ALEXANDRIA, Va. (Legal Newsline) – Navient Solutions has successfully fended off a motion to dismiss its racketeering lawsuit against Krohn & Moss and others in the U.S. District Court for the Eastern District of Virginia’s Alexandria Division.
Judge Leonie M. Brinkema, of the U.S. District Court for the Eastern District of Virginia, denied the motions to dismiss by the defendants, including Krohn & Moss, Michael B. Biancone and MB Investments & Consulting LLC. Brinkema's order was entered on Jan. 12.
An order detailing Brinkema's decision-making was not issued.
As Legal Newsline reported in November, Navient Solutions (NSL) filed a racketeering lawsuit in Virginia federal court that alleges a “grave abuse of the law" bilked it out of millions of dollars owed to it.
Legal Newsline also reported at the time that the debt-relief counseling offered by the Krohn & Moss (K&M) was allegedly a tutorial on how to manufacture a lawsuit under the federal Telephone Consumer Protection Act, a 1991 law designed to punish telemarketers.
Navient is the nation’s largest student loan company.
In its opposition to defendants' motions to dismiss, Navient stated that in advertising materials, Doug Johnson, a recruiter for the defendants, described its scheme as the equivalent of “winning the lottery.”
Navient alleged that for more than three years, K&M operated a scheme to defraud it out of millions of dollars and to block it from collecting outstanding student loan debt.
The defendants claimed Navient did not plead fraud claims with particularity. Those defendants also included the Law Offices of Ryan Lee of Scottsdale, Arizona, and MB Investments & Consulting, a South Carolina company owned by Biancone.

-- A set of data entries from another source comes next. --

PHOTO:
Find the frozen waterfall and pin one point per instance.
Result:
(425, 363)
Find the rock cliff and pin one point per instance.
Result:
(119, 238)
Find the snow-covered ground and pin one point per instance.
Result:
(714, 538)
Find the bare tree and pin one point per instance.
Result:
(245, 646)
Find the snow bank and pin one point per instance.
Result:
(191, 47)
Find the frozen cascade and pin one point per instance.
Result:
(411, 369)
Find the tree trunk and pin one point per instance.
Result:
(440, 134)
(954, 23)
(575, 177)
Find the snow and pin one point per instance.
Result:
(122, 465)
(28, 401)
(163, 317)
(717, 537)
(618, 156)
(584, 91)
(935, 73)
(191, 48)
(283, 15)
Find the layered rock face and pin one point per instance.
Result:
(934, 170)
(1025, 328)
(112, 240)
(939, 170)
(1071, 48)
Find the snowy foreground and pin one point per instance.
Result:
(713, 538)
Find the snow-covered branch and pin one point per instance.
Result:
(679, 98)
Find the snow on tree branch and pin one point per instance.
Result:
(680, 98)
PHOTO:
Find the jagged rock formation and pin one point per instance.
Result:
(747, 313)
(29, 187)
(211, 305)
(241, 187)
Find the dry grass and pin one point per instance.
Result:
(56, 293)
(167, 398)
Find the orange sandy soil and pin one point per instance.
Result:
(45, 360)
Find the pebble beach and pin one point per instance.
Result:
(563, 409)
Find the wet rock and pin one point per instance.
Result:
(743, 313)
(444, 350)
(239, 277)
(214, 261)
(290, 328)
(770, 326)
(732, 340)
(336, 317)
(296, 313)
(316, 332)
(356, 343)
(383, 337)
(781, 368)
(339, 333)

Navient also alleges that the defendants hid the involvement of some of the recruiting defendants to prevent NSL from seeking discovery detailing the role of the "self-styled debt counselors."
Navient further maintained that it has made a realistic Racketeer Influenced Corrupt Organizations Act claim.
Citing H.J. Inc. v. Nw. Bell Tel. Co., Navient noted that in order to prove a pattern of racketeering activity, it must show that “the racketeering predicates are related, and that they amount to or pose a threat of continued ... activity.”
On that point, Navient argues that it demonstrates a pattern of key individuals and companies working together to create or inflate costly legal battles with NSL that are based on the defendants’ efforts to fuel the scheme, from their recruitment of debtors through the obstructionist testimony to conceal the scheme.
Similarly, Navient says it alleged acts of mail and wire fraud in connection with the scheme.
Citing Bridge v. Phoenix Bond & Indem. Co., the opposition motion notes that "while NSL did rely on the misrepresentations of the defendants and their clients (the predicate acts), the U.S. Supreme Court has held that a RICO claimant need not prove reliance in order to prove a violation of RICO predicated on mail fraud."